Два года уж прошло... Песня неплохая(правда немного ассоциируется с "Ты меня любишь" :Derisive: ). Интересно, кто делал аранж - если ты, то за два года продвинулся серьёзно. Претензии к звукорежиссуре: концентрация низких звуков гасит вокал... Желательно выставлять на сайт типа dump.ru - можно сразу прослушать, не все хотят скачкой заниматься. Успехов!

----------


## SeregaKZ

> Два года уж прошло... Песня неплохая(правда немного ассоциируется с "Ты меня любишь"). Интересно, кто делал аранж - если ты, то за два года продвинулся серьёзно. Претензии к звукорежиссуре: концентрация низких звуков гасит вокал... Желательно выставлять на сайт типа dump.ru - можно сразу прослушать, не все хотят скачкой заниматься. Успехов!


Спасибо) но аранжировку не я делал) заказывал в этом к сожелению не сильно шарю мож когда ни будь до петрю)) 
А на счет что похожу)) ну может есть немного но больше гармонией мне кажется мелодия все равно другая. И когда сочинял ни разу эту песню не слышал) это потом мне тоже сказали что похожа нашел в инете по млухал снаяало вроде не было похоже ну к пятому разу слушания Серова все таки оставляет какой-то отпечаток) Ну теперь уж что получилось)
А вот про низкие ноты я что не много не понял)

----------


## Лев

Ну раз аранж не ты делал, то спрос только за сведение...
Как и в чём ты себя пишешь? Тебе самому нравится баланс голосового и аккомпанирующего треков?

----------


## SeregaKZ

> Ну раз аранж не ты делал, то спрос только за сведение...
> Как и в чём ты себя пишешь? Тебе самому нравится баланс голосового и аккомпанирующего треков?

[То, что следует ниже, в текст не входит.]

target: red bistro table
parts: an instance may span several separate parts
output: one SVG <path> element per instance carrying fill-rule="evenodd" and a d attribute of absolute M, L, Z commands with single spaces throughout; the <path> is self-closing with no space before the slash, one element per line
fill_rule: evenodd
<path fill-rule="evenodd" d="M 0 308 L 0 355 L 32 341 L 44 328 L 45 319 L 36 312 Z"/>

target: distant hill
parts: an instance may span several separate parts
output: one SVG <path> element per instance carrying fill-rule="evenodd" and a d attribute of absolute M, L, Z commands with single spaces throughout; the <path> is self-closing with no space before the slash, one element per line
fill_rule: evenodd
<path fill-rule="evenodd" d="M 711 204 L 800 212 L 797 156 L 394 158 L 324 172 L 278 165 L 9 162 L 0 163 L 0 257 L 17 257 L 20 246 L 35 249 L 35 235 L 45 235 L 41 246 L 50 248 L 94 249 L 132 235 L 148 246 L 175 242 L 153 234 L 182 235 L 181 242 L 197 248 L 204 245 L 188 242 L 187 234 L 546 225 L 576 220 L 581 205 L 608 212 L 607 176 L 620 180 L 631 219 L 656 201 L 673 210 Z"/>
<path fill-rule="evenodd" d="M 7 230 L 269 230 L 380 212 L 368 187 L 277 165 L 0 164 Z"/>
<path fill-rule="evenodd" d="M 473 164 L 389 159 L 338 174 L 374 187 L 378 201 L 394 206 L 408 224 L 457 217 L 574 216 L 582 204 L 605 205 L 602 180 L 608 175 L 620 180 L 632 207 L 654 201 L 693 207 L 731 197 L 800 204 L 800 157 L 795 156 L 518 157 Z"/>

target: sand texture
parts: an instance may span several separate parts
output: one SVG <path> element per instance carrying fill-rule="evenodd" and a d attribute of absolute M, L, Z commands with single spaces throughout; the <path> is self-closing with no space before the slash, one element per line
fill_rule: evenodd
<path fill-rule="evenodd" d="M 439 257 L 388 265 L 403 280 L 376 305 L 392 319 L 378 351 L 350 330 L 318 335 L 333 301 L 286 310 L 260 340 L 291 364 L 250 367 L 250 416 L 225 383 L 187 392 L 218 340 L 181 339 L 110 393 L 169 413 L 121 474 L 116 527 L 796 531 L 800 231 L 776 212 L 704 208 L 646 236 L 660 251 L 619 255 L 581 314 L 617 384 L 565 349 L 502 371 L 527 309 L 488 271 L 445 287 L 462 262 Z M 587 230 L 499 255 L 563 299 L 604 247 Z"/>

Вообще плюс писал у тогоже человека у которого и минус делал ну мне кажется можно было голос немного бук вально чуток в перед сделать)))
А как вам Ваше мнение?

----------


## Лев

> А как вам Ваше мнение?


Я об этом и пишу...

----------


## SeregaKZ

Вы вот писали про концентрацию низких звуках это про минус да? мне тоже так знакомая одна сказала)
что слишком много низов)

----------


## Лев

> что слишком много низов


Сказать так - ничего не сказать... Минус сам по себе относительно нормален(в пределах возможности аранжировщика) - просто он конфликтует с твоим голосом по диапазону и тембрально.

----------


## SeregaKZ

> Сказать так - ничего не сказать... Минус сам по себе относительно нормален(в пределах возможности аранжировщика) - просто он конфликтует с твоим голосом по диапазону и тембрально.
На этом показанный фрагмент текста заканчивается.